The big question is whether Democrats will seize the opportunity. President Bush gambled that Americans increasingly imbued with the ethos of self-reliance would embrace private Social Security accounts — and lost. He's since placed individualized and market-based Health Savings Accounts at the center of his domestic agenda. Democrats know they're against the Republican agenda. Yet they don't really know what they're for. Nor have they developed their own vision of the role of government. Instead, they're mostly clinging to the programs of the past. Their rhetoric has often suggested, moreover, that they want to protect only those who've fallen on hard times, not those who are striving to get ahead. They've appealed to our hearts, not our heads — and many middle-class Americans aren't on board.

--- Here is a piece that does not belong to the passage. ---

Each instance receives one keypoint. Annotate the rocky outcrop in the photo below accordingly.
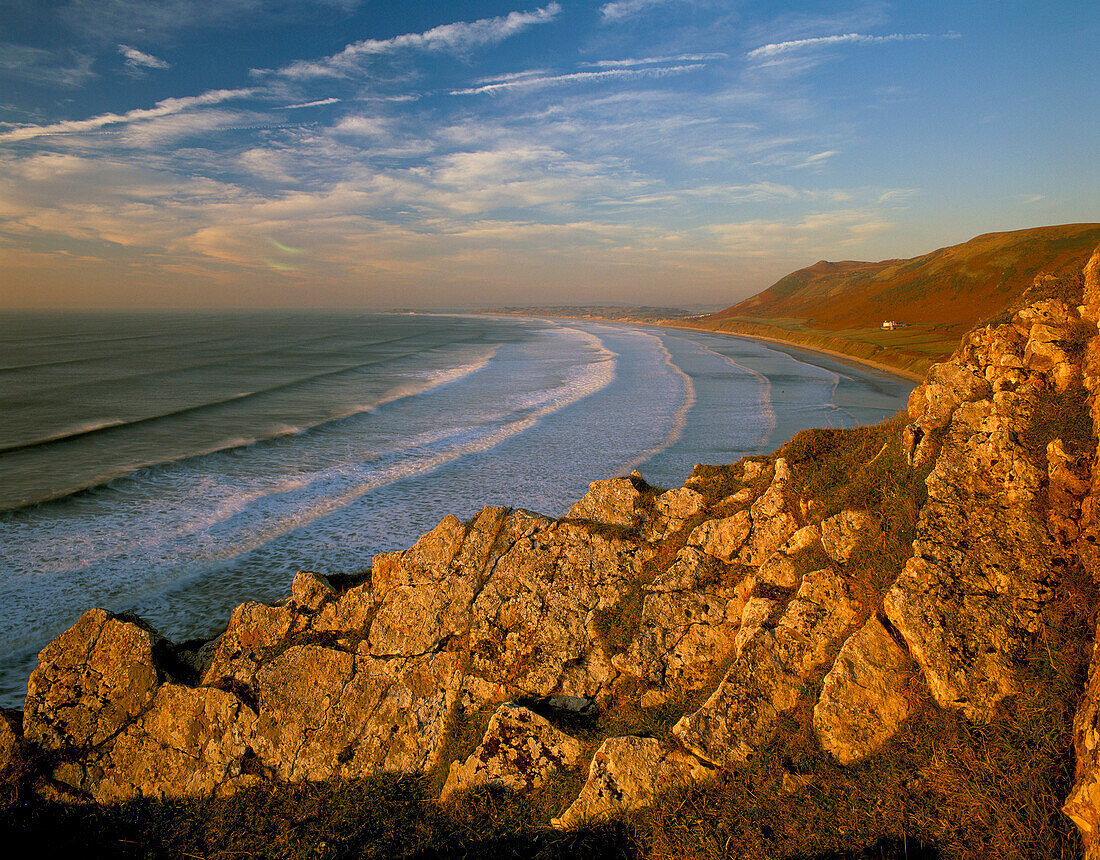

The cornerstone of a powerful alternative vision is the simple idea that security is not at odds with helping people get ahead in a market economy; it is the key to doing so. Just as corporations enjoy limited liability and bankruptcy protection to encourage entrepreneurs to take risk, families need basic financial security to be encouraged to invest in good education, better jobs, strong parenting, and valuable assets like homes and retirement accounts—in short, in all the things that make upward mobility possible. Indeed, there's a wealth of evidence that opportunity and security go hand in hand, that people with a basic safety net feel more confident and capable in stepping out on the shaky tightrope that our economy has increasingly become.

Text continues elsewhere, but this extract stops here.